Maintenant, pour ce qui est de la question de la durabilité du financement des programmes sociaux, qui nécessiteront plus de 90 milliards DH, la réponse apporte elle aussi des éléments qui mettent à nu le reste de l’argumentaire tronqué. Dans une démonstration limpide, chiffres officiels à l’appui, le ministre délégué en charge du budget explique que sur les exercices 2021 à 2023, les recettes ordinaires de l’État ont enregistré une hausse annuelle moyenne de 12,5% passant de 229 milliards à 324 milliards DH en 2023. Au passage, flashback et comparaison obligent, cette évolution était à peine de 2,5% par an sur la décennie 2011-2021.
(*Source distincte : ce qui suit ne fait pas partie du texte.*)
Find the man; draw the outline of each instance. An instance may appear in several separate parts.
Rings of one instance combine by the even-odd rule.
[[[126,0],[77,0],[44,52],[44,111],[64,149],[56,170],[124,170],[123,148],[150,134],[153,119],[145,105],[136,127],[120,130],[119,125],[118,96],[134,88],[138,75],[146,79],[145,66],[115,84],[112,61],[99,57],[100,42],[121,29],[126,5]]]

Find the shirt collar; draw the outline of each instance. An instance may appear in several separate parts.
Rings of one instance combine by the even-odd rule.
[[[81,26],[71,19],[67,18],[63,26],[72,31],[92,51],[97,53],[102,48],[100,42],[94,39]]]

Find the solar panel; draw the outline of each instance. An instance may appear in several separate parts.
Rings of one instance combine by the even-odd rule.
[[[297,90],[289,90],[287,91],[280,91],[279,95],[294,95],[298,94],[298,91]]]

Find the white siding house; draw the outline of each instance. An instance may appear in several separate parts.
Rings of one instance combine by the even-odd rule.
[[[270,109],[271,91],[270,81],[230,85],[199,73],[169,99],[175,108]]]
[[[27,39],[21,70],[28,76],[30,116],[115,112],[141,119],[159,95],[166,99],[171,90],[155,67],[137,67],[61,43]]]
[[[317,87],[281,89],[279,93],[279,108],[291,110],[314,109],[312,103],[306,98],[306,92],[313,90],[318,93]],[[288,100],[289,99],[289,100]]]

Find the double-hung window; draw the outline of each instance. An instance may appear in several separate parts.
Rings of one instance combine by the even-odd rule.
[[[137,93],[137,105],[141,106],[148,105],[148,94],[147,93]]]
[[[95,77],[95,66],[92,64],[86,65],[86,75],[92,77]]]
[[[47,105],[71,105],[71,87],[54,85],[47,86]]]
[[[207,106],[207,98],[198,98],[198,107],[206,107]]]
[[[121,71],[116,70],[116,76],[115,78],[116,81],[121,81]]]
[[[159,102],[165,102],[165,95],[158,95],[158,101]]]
En d’autres termes, la poursuite de l’évolution des recettes ordinaires de l’État sur les trois prochaines années au même rythme équivaut à un surplus dégagé de 100 milliards DH qui couvrirait ainsi les 90 milliards DH des programmes sociaux. La couverture sera donc assurée sans pour autant mettre en péril les équilibres budgétaires et surtout sans faire appel à l’endettement. Et ceci n’est pas une vue de l’esprit. En 2023 déjà, le poids de la dette a été ramené à 71,7% du PIB contre 72,2% en 2020 tandis que le déficit budgétaire est descendu à 4,2% en 2023 pour atteindre 4% en 2024 puis 3% attendus en 2026. Et c’est d’ailleurs une maîtrise parfaite des équilibres budgétaires qui a valu au Maroc en 2022, 2023 et 2024 une série de marques de reconnaissance officielle de la part de partenaires internationaux comme la Banque mondiale et le FMI sans oublier la nette amélioration des notes accordées par les agences. Et cette fois-ci, il ne s’agit pas d’imposture ou d’argumentaires fallacieux à l’emporte-pièce mais bel et bien de faits et de chiffres avérés et dûment et scientifiquement authentifiés par des experts à l’international.
Repères chiffrés
– 94 milliards DH, c’est le budget à mobiliser et pérenniser le financement
de trois chantiers majeurs que sont
* La généralisation de la protection sociale : 40 milliards DH
* Les aides sociales directes : 45 milliards DH
* Aides au logement «Daam sakane» : 9 milliards DH
– Budget annuel de la santé publique : 30,69 milliards DH en 2024
contre 18,7 milliards en 2020
– Budget annuel de l’éducation nationale : 73,9 milliards DH en 2024
contre 55,6 milliards DH en 2020
– 100 milliards DH mobilisés à travers l’augmentation des recettes ordinaires
du budget de l’Etat
– 10 millions de bénéficiaires Amo Tadamon dès le début 2023. A la fin 2022,
le nombre de cartes Ramed effectivement actives était de 10,6 millions
– Les équilibres budgétaires préservés et les indicateurs améliorés :
* Déficit budgétaire : 4,2% en 2023 contre 7,1% en 2020. 3,5%
prévu en 2025 et 3% en 2026
* Poids de la dette publique/PIB : 71,7% en 2023 VS 72,2% en 2020.